Mich. Looks at Worst-Case 20 Percent Budget Cuts
November 11, 2009
By KATHY BARKS HOFFMAN
Associated Press Writer
LANSING, Mich. -- Michigan's governor warned Tuesday of a possible 20 percent cut in state spending next year, a draconian step after billions in cuts since 2003 have already dented police and fire services, pushed schools toward insolvency and reduced oversight of prison inmates.
The request from Gov. Jennifer Granholm is a further blow to health care providers, state police, universities and others dependent on public money in a state where revenues, adjusted for inflation, are at about the same level as in 1965.
Double-digit cuts likely mean double-digit university tuition increases, for example.
"I'm certainly having to take a job to find extra income to offset some of these (scholarship) cuts," says Mitch Rivard, a 19-year-old Michigan State University junior from Bay City. "We're going to see a very big gap in terms of who is be able to attend college if these cuts continue."
The state filled a deficit in the budget year that started Oct. 1 by cutting nearly $1.9 billion from spending and relying on about $1 billion in federal stimulus money that won't be available next year. Most departments lost 10 percent from their budgets. So Granholm is laying out a worst-case scenario, asking departments to lay out proposed cuts twice as deep as what they are now absorbing.
Granholm's office says state budget director Bob Emerson is predicting next fiscal year's deficit could hit $1.4 billion - with little remaining federal recovery money to cushion the blow.
While many states are having fiscal woes, few have struggled as mightily as Michigan. Less revenue is rolling in from income, sales and property taxes, while the highest-in-the-nation 15.3 percent jobless rate has spurred demand for food stamps, health care and unemployment checks.
Even California, which notoriously had to pay its bills with IOUs earlier this year, managed to raise taxes to help get its finances back on track. At least 20 states are fighting to find enough money to pay for the programs they agreed to earlier this year.
Michigan's revenue falloff of about 12 percent isn't as sharp as in Alaska, where a drop in oil prices was expected to lower state revenues in the current fiscal year by 45 percent, according to the National Conference of State Legislatures.
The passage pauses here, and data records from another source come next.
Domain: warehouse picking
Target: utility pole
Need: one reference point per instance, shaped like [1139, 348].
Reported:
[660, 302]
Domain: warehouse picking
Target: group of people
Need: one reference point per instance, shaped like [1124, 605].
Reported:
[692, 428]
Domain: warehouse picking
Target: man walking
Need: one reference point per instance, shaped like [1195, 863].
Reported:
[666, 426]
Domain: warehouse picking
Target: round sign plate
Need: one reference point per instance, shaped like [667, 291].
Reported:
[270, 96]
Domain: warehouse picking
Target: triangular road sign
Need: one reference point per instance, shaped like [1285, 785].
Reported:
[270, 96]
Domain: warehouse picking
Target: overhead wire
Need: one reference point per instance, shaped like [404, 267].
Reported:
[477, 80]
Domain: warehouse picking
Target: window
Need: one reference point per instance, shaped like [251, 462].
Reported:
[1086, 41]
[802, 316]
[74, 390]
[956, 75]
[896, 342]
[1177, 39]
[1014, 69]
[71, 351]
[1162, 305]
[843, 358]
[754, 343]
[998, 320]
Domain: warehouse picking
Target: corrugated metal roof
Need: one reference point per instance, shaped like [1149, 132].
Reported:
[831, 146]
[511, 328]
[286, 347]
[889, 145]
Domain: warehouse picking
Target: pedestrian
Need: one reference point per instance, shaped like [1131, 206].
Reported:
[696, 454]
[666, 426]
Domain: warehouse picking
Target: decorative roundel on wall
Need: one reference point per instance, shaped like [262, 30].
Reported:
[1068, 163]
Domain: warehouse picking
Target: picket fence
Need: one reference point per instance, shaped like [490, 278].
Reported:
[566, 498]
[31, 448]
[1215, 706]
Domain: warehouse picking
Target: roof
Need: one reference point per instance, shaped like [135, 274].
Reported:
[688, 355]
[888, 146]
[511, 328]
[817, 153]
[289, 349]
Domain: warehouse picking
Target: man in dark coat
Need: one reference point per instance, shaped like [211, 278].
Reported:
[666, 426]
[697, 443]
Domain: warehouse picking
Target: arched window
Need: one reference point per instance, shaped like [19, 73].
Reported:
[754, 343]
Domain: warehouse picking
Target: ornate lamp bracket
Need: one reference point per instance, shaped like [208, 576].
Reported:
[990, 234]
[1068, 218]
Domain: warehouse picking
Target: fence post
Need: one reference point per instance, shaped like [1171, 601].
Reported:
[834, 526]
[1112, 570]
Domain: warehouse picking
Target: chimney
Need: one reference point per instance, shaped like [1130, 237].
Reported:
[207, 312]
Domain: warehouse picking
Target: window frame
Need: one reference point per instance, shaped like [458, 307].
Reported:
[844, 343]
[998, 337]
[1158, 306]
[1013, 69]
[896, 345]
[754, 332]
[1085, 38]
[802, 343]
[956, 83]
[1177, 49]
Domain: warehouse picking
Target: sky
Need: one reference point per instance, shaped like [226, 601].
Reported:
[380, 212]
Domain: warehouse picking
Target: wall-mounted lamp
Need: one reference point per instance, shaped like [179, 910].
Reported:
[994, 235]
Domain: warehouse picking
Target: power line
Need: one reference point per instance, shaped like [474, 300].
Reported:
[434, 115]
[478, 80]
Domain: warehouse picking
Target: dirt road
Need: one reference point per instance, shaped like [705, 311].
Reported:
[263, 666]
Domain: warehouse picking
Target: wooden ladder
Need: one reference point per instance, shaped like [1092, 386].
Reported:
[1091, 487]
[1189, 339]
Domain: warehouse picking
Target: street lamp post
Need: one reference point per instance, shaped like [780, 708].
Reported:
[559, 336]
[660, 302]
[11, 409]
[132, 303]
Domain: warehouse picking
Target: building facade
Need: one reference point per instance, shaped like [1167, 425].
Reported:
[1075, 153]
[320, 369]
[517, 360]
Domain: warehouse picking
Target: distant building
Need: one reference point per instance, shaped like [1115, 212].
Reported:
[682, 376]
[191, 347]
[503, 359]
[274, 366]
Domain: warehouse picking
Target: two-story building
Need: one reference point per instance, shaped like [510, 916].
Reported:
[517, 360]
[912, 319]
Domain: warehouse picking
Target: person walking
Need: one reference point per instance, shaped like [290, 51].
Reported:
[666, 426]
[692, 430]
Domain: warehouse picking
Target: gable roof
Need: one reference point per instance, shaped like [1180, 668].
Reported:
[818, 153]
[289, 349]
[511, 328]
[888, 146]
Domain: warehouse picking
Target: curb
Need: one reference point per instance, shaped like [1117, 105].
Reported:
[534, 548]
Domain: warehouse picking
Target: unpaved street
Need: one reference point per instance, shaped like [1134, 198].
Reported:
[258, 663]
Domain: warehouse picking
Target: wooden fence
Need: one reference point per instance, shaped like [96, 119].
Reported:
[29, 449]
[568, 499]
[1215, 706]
In Iowa, where Gov. Chet Culver just ordered an across-the-board 10 percent cut for departments getting general fund money, or in Louisiana and Wyoming, where revenues are falling by double-digit amounts, the pain is just as real.
But where other states have seen their revenues fall below expectations for the past year or two because of the latest recession, Michigan has never recovered from the spiral that began a decade ago. More than $10 billion in deficits have been resolved since 2003.
A 20 percent cut next year could put Michigan in territory most states won't have to explore.
"There are whole parts of departments that would have to be eliminated" with a 20 percent cut, says Mitch Bean, director of Michigan's nonpartisan House Fiscal Agency. "That's ... really significant."
School districts, which are losing $300 to $600 per student this year, could see their funding drop by $200 to $300 more per student next year - an additional hit of $300 million to $400 million.
Tina Templin, superintendent of DeWitt Public Schools, just north of Lansing, says her district is already suffering after losing $869,000 - nearly 4 percent of its budget - halfway through its fiscal year. It is looking at cutting transportation, sports and enrichment programs.
"We can't make those cuts in fuel or teaching supplies and come up with that amount of money," Templin said. "The only way we can only do that is wages and jobs, and that's going to further depress the Michigan economy."
Granholm won't formally present her budget until February.
Balancing next year's budget "is a tall order when you take into consideration the state's revenue picture, the loss of the federal dollars ... and the growth in services that people rely on in tough times," says Liz Boyd, Granholm's spokeswoman. "We want a realistic plan for 2011."